April 2022 2nd Edition

Prevent foot and mouth disease

The Western Cape Department of Agriculture has urged farmers to be careful when buying livestock, due to recent outbreaks of foot and mouth disease in five provinces.

There is a high risk of spreading foot and mouth disease across the country, by moving cattle and other cloven-hoofed animals, following outbreaks of the disease in KwaZulu-Natal, Limpopo, North West, Gauteng and the Free State.

According to Western Cape Department of Agriculture State Veterinarian Dr Vivien Malan, animals can spread foot and mouth disease before they show any signs of disease as it can take two weeks for symptoms to show.

Agriculture, Land Reform and Rural Development Minister Thoko Didiza says ooperation from all stakeholders in the sector is necessary to control the outbreaks of foot and mouth disease.

“It is important that everyone commits and respects all imposed control measures and collectively find a sustainable solution,” Minister Didiza said.

What is foot and mouth disease?

Foot and mouth disease is a severe, highly contagious viral disease that affects livestock such as cattle, pigs, sheep and goats.

The virus is found in animals’ body fluids, including saliva, urine, faeces and milk; and in the air when released by dead animals.
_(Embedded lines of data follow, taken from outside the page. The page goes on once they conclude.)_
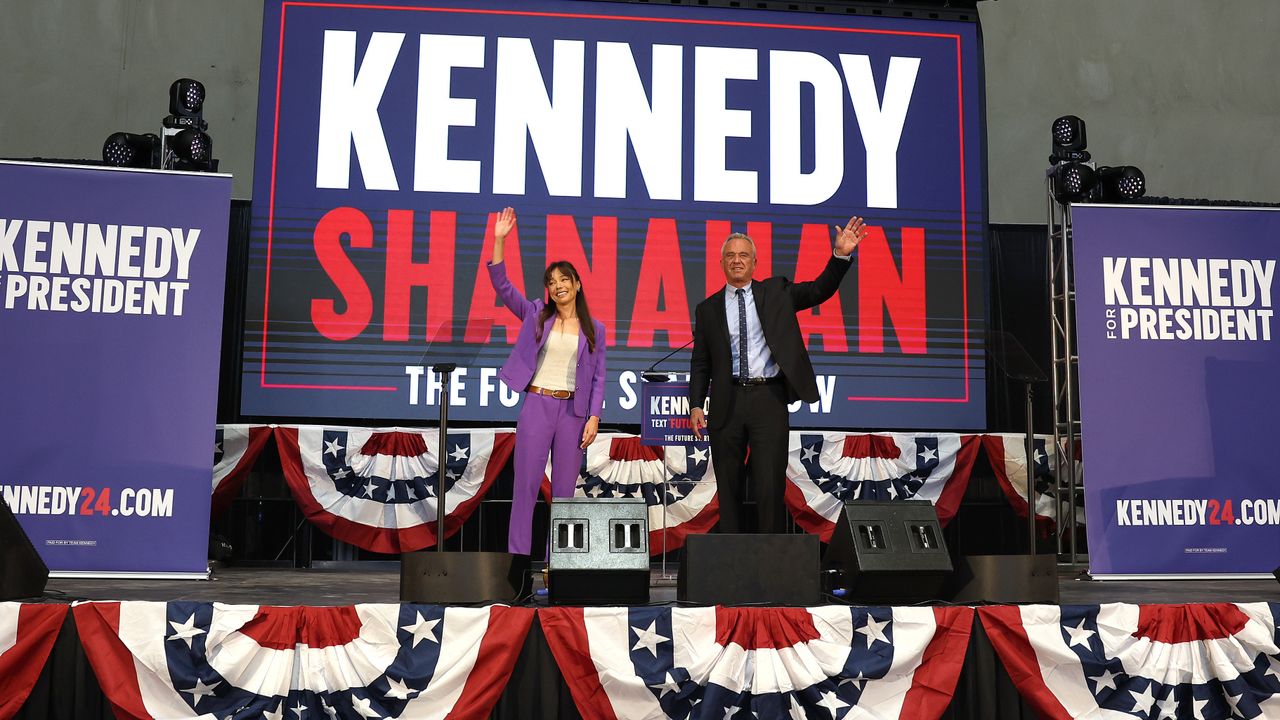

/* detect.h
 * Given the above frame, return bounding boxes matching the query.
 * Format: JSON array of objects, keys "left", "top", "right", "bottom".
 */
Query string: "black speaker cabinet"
[
  {"left": 676, "top": 534, "right": 822, "bottom": 607},
  {"left": 547, "top": 497, "right": 649, "bottom": 605},
  {"left": 401, "top": 550, "right": 532, "bottom": 605},
  {"left": 0, "top": 500, "right": 49, "bottom": 600},
  {"left": 822, "top": 500, "right": 951, "bottom": 605}
]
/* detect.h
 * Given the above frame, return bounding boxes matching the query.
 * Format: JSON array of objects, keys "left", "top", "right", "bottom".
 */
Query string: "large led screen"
[{"left": 242, "top": 0, "right": 986, "bottom": 429}]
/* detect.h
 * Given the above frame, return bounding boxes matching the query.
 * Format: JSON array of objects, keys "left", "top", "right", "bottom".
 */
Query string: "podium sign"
[{"left": 640, "top": 382, "right": 698, "bottom": 446}]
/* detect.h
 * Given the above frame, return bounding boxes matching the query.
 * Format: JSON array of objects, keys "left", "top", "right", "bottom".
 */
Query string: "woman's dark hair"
[{"left": 534, "top": 260, "right": 595, "bottom": 352}]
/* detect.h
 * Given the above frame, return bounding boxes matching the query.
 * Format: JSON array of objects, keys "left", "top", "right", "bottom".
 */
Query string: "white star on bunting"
[
  {"left": 401, "top": 612, "right": 440, "bottom": 647},
  {"left": 168, "top": 612, "right": 205, "bottom": 650},
  {"left": 631, "top": 620, "right": 671, "bottom": 657},
  {"left": 858, "top": 615, "right": 888, "bottom": 647}
]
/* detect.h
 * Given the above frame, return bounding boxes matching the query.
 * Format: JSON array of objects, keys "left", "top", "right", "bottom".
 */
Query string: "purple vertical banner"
[
  {"left": 1073, "top": 206, "right": 1280, "bottom": 575},
  {"left": 0, "top": 163, "right": 232, "bottom": 575}
]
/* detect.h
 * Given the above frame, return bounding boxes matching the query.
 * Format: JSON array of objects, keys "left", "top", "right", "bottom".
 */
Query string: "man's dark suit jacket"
[{"left": 689, "top": 255, "right": 854, "bottom": 430}]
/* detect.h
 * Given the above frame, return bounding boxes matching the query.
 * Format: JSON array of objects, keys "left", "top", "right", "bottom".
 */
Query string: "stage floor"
[{"left": 45, "top": 562, "right": 1280, "bottom": 606}]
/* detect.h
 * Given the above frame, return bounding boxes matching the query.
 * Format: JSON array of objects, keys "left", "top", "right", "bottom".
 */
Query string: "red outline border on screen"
[{"left": 259, "top": 0, "right": 969, "bottom": 402}]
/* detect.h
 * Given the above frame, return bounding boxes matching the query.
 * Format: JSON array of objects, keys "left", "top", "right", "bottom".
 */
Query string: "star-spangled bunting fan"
[
  {"left": 74, "top": 602, "right": 534, "bottom": 720},
  {"left": 982, "top": 434, "right": 1084, "bottom": 530},
  {"left": 538, "top": 606, "right": 973, "bottom": 720},
  {"left": 978, "top": 602, "right": 1280, "bottom": 720},
  {"left": 0, "top": 602, "right": 67, "bottom": 720},
  {"left": 543, "top": 433, "right": 719, "bottom": 555},
  {"left": 786, "top": 432, "right": 979, "bottom": 542},
  {"left": 211, "top": 425, "right": 271, "bottom": 516},
  {"left": 275, "top": 425, "right": 515, "bottom": 552}
]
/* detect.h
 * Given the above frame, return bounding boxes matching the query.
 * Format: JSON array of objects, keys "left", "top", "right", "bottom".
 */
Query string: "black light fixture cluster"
[
  {"left": 1048, "top": 115, "right": 1147, "bottom": 204},
  {"left": 102, "top": 78, "right": 218, "bottom": 173}
]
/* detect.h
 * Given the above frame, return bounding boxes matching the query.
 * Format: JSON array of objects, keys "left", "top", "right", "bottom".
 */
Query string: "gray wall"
[
  {"left": 0, "top": 0, "right": 262, "bottom": 197},
  {"left": 0, "top": 0, "right": 1280, "bottom": 223},
  {"left": 978, "top": 0, "right": 1280, "bottom": 223}
]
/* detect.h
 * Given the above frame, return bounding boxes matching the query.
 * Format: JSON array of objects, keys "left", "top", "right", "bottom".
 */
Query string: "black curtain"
[{"left": 987, "top": 224, "right": 1053, "bottom": 433}]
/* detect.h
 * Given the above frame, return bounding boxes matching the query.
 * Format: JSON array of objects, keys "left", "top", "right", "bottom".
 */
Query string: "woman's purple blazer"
[{"left": 488, "top": 263, "right": 604, "bottom": 418}]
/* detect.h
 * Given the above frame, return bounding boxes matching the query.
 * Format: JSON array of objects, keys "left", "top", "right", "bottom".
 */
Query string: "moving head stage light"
[
  {"left": 1048, "top": 115, "right": 1147, "bottom": 204},
  {"left": 161, "top": 78, "right": 218, "bottom": 173},
  {"left": 102, "top": 132, "right": 160, "bottom": 168}
]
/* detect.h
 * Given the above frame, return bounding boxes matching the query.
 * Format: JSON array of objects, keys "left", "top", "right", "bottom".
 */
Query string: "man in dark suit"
[{"left": 689, "top": 218, "right": 867, "bottom": 533}]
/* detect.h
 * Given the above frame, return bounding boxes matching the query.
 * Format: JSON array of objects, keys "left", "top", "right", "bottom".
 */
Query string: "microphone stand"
[{"left": 431, "top": 363, "right": 458, "bottom": 552}]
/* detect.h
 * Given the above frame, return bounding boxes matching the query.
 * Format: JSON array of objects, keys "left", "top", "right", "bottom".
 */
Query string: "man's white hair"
[{"left": 721, "top": 232, "right": 755, "bottom": 258}]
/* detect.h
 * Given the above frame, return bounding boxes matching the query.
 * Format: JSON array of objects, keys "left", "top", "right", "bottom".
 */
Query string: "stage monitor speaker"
[
  {"left": 676, "top": 534, "right": 822, "bottom": 607},
  {"left": 822, "top": 500, "right": 951, "bottom": 605},
  {"left": 0, "top": 498, "right": 49, "bottom": 600},
  {"left": 401, "top": 550, "right": 532, "bottom": 605},
  {"left": 547, "top": 497, "right": 649, "bottom": 605}
]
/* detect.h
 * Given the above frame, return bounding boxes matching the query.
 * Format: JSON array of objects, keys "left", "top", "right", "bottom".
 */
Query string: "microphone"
[{"left": 640, "top": 340, "right": 694, "bottom": 383}]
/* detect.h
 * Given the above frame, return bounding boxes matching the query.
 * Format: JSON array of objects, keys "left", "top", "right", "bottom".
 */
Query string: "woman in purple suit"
[{"left": 489, "top": 208, "right": 604, "bottom": 555}]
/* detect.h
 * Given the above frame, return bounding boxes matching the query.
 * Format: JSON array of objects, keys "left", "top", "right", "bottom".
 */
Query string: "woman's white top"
[{"left": 530, "top": 332, "right": 579, "bottom": 389}]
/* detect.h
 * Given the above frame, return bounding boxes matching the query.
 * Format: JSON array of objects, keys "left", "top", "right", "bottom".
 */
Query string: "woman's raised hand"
[{"left": 489, "top": 208, "right": 516, "bottom": 265}]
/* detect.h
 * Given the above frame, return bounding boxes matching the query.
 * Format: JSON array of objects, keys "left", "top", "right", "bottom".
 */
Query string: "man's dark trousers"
[{"left": 710, "top": 375, "right": 791, "bottom": 533}]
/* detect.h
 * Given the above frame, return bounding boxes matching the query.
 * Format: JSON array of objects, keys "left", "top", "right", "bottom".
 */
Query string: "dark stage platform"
[{"left": 46, "top": 562, "right": 1280, "bottom": 605}]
Animals get the disease by eating contaminated food or by breathing in the virus.

People can also spread the virus, as it can get onto their clothing, shoes, hands, equipment and vehicle tyres.

Animals that have foot and mouth disease get blisters and sores in their mouth and on their feet. This makes it difficult for them to eat and walk, and often causes drooling.

Farmers then lose money because their animals lose weight, do not grow and produce less milk. Young calves could also die.

Prevent foot and mouth disease

To protect livestock and prevent foot and mouth disease, farmers should:

  • Not buy animals if you do not know their origin.
  • Only buy from owners with known healthy animals. Ask the seller for a health certificate from a vet.
  • Monitor livestock for signs of disease, for two weeks, before mixing them with the rest of your herd.
  • Not allow your animals to have contact with other people’s animals.
  • Not allow unnecessary visitors onto your farm.
  • Disinfect hands, shoes, clothing, vehicles and equipment when entering your farm and when interacting with other animals on your farm.
  • Report signs of disease to your local state or private vet immediately.
  • Not move or sell sick animals.

Additional reporting by the Western Cape Department of Agriculture.

Contact details for provincial veterinary services are available at https://www.dalrrd.gov.za/Branches/Agricultural-Production-Health-Food-…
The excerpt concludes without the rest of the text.